Snow fallen on a log across Chittenango Creek reflects underwater in full
moonlight.  I pull my car off the side of the road and on foot trek back to a
walking bridge and cross.  The hollow crunch of my footsteps in the snow sounds loud and alone.  It's that early.  The creek runs full and fast after rapid thawing before last night's surprise snowfall.  I reach the log stretching across the creek I'd noticed from the car.  Spruce branches dropping clumps of snow overhead pock its own fresh white coat.  In each little crater a darkness grows the way seeds in a halved apple resemble shadows just under its sliced flesh.  Through this transparency that's no longer a darkness, I notice my own hands hide nothing. Stone, feather, seed, bud, kiss, bloom all are suddenly revealed.  My skin no longer covers their faces.  Up from under dark creek water I watch as light snow fluoresces the fallen log a greenish-blue.  From the creek's slightest ripples, come the wrinkles my body carries to its end, taking on the fullness of their own empty shape.
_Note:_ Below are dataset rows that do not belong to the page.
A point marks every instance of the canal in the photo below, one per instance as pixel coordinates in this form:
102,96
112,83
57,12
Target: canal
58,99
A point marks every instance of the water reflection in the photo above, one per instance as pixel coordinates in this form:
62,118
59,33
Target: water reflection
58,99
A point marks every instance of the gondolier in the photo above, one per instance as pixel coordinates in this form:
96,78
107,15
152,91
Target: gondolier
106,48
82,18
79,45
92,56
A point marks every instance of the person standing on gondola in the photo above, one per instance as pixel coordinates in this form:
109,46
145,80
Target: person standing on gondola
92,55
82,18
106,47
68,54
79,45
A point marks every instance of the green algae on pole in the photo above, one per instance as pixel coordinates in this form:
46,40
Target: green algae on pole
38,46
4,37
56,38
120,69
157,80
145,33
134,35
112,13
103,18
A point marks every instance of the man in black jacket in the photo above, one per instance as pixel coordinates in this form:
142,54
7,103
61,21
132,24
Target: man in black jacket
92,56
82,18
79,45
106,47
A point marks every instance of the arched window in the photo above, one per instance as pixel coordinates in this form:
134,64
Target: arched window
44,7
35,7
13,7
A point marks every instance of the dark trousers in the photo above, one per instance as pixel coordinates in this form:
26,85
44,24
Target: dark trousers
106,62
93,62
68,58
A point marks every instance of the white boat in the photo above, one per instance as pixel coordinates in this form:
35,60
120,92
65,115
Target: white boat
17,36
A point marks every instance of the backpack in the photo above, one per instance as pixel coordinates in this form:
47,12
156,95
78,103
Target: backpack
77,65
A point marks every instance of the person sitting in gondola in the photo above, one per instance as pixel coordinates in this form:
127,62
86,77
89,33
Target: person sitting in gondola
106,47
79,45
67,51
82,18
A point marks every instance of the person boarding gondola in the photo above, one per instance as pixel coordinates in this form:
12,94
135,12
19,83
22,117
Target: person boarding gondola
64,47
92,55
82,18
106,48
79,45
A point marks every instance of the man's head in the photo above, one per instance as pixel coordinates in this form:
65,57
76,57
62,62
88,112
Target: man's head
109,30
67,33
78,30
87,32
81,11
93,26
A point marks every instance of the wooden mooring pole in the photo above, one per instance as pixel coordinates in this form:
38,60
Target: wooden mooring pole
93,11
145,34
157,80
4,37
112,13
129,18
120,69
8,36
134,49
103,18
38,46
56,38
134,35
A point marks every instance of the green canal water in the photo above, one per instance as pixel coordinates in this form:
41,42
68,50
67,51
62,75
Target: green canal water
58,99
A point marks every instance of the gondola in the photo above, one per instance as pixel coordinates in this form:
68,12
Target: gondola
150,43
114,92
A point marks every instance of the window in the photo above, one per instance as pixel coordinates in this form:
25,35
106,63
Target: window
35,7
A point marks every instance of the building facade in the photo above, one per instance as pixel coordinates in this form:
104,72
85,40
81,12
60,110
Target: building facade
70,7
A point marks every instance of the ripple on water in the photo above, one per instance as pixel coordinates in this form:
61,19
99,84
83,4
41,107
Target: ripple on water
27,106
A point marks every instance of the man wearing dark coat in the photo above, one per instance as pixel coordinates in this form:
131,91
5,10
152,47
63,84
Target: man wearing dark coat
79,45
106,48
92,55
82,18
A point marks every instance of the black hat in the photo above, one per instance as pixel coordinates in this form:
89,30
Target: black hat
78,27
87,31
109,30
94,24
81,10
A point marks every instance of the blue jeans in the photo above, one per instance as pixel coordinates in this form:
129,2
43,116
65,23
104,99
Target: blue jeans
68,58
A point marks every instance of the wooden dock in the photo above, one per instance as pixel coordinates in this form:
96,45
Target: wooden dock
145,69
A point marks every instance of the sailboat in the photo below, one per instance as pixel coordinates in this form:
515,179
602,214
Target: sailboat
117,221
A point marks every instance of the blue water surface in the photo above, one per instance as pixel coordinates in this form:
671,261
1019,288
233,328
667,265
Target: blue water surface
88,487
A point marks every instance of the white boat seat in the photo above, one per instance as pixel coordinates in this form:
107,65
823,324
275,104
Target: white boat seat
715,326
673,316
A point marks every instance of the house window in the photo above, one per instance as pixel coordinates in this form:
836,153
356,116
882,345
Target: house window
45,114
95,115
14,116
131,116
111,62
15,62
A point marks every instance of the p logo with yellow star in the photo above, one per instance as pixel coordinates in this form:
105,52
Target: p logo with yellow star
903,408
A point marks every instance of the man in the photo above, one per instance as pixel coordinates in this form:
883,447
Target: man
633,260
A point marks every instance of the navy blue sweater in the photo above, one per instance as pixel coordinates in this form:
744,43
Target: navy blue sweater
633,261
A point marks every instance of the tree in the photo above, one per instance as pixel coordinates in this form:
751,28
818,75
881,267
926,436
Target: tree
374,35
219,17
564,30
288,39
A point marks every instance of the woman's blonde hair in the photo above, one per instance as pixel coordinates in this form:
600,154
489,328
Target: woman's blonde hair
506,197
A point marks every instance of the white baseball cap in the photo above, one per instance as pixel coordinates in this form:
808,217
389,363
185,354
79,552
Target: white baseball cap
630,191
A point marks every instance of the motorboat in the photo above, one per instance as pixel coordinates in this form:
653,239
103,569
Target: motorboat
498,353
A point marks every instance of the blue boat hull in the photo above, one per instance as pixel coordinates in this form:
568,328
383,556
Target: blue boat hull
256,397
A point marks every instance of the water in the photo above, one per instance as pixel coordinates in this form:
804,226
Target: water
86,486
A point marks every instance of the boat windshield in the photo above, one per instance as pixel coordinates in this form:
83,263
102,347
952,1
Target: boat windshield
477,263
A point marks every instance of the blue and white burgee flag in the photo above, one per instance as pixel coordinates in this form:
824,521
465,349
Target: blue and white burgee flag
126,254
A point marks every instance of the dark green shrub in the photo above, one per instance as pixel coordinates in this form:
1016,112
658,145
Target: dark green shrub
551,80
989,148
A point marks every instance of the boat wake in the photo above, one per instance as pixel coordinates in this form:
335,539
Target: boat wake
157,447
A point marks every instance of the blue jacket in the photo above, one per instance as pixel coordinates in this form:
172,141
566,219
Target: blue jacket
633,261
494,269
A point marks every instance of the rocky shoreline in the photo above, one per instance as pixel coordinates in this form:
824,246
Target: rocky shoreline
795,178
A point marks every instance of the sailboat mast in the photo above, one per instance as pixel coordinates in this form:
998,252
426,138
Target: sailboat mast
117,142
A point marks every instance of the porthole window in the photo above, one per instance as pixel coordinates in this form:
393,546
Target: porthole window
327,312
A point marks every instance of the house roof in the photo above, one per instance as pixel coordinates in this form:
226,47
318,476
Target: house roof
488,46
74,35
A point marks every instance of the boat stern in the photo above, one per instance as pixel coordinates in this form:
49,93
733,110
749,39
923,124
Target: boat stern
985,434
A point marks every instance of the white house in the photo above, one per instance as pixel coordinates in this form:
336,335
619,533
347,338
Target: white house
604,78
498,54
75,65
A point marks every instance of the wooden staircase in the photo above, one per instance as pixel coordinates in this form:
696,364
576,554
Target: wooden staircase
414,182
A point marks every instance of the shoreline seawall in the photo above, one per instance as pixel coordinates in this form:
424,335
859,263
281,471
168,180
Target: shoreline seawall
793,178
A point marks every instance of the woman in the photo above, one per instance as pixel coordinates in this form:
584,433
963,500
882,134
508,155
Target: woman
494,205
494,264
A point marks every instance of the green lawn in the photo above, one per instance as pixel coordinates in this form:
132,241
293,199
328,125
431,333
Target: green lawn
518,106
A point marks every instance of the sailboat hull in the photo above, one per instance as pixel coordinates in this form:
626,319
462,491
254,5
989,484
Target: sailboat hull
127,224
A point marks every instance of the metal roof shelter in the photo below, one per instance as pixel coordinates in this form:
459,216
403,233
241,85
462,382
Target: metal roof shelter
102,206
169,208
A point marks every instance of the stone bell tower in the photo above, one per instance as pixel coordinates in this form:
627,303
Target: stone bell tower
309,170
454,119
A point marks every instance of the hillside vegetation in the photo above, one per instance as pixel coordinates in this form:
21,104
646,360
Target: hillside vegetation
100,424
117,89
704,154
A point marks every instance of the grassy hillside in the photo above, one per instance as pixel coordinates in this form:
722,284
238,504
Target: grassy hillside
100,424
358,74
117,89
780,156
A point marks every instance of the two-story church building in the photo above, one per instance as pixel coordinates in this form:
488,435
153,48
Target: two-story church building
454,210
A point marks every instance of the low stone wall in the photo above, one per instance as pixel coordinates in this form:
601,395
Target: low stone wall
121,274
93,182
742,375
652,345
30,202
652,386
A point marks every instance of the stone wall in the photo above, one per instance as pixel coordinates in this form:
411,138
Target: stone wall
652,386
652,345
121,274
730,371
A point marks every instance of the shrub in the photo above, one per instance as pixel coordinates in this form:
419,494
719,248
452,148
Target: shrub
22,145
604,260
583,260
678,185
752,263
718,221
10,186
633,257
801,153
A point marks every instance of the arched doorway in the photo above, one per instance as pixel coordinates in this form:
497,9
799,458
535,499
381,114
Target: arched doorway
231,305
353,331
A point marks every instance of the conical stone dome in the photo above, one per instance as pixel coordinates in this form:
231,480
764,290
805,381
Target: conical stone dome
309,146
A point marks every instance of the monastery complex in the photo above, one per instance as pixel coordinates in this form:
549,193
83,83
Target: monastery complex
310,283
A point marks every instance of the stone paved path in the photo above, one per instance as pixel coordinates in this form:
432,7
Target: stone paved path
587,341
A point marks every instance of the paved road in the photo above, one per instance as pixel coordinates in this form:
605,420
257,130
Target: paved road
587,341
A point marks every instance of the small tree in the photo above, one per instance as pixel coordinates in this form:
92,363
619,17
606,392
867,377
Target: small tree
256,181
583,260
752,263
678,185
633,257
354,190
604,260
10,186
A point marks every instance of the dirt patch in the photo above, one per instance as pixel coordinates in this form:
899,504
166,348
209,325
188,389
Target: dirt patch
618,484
         I carry the wind on my shoulders until a back-handed slap breaks my focus
and drops me to the bottom of a paper cup containing healthy globs of spit
extinguishing a cigarette left smoldering in its midst.  A fly I am.  A Fayetteville
fly.  An upstate New York fly.   A golden eyed, bristle bodied, green-winged fly
with an Erie Canal likeness criss-crossing my back and abdomen.  A fly fluent in
shit and all it delectable dialects.  A fly reading languages marked in cracks along
dry creekbeds and confiding them through the filtered light of its rainbow flecked
wings.  A fly resembling eyelashes fluttering from the face that's hidden in back of
what was left out all night when no blood remained.  And just whose hidden face
is this?  A human one?  Is it one in a mirror I might remember?  Were tomorrow
right in front of me, would I be able to see it beyond what I already know?  Would I remember who I was or where the private parts of my gravitational
body became scattered?  I hear them yelling back to me in languages lacking
vocabularies.  If I could only know how warm my thin wings were going to be
inside their deep breaths of sky.


         We go by different names.  We stretch ourselves out across the country-
side on picnic blankets, on tour buses or adrift on river boats.  No longer do we
wear masks, hats or dusty bandanas.  Those who recognize us, flee only what
they don't know.  Those who do come close to touching us, say things in languages we understand, but about things we're not ready to imagine.  With
all that said, it's clear there's no longer any fear.  Voices are cracking into awkward smiles.  Songs buried under centuries of phlegm rise from unclear
throats scraped with gravel and rock to help make them sing.  When they do emerge, others recognize them by joining in.  Children learn these songs quickly, repeating them in the new dreams of their easy sleep.  Never before heard, these
songs appear one after another, emptying the mouths of every person we know.
People chewing them like horse bits kiss with them in place of the earth, and
then later on sing them in songs long hidden for safe-keeping in changing spaces
that divide buried rock.  A microphone crackles from an empty podium.  Finally
it's no one's turn to speak.


         I am the way I am.  I make no excuse.  I surround myself with dead shapes from every civilization.  I do it to please myself.  I undertake it as a ritual.  I cover lights, mirrors, chrome, glass and every reflective object in my home until all this new darkness exhausts me.  I've never been so lost in what I know.  When my eyes close and sleep, centuries flutter under my eyelids where the dust of one fallen civilization after another is weighed down by its own bloody foot and sword. When I awake, I'm nowhere I've ever been before.  I'm in love with the freckled skin of green olives, with the unpierced earlobe of a littleneck clam, with the filleted leg of wind served glazed in a blackened moon sauce of blue point oysters.  Their pit, shell and water fill those places in my body where my bones, blood and organs used to rest and flow.  Now the interchange between sea salt and shore foam is all there is to say.  Intonations of sand following cadences of plankton open new doors to the end of the world.  I listen to what those waves with red lips are suggesting against deep night backdrops and swim my way out from there.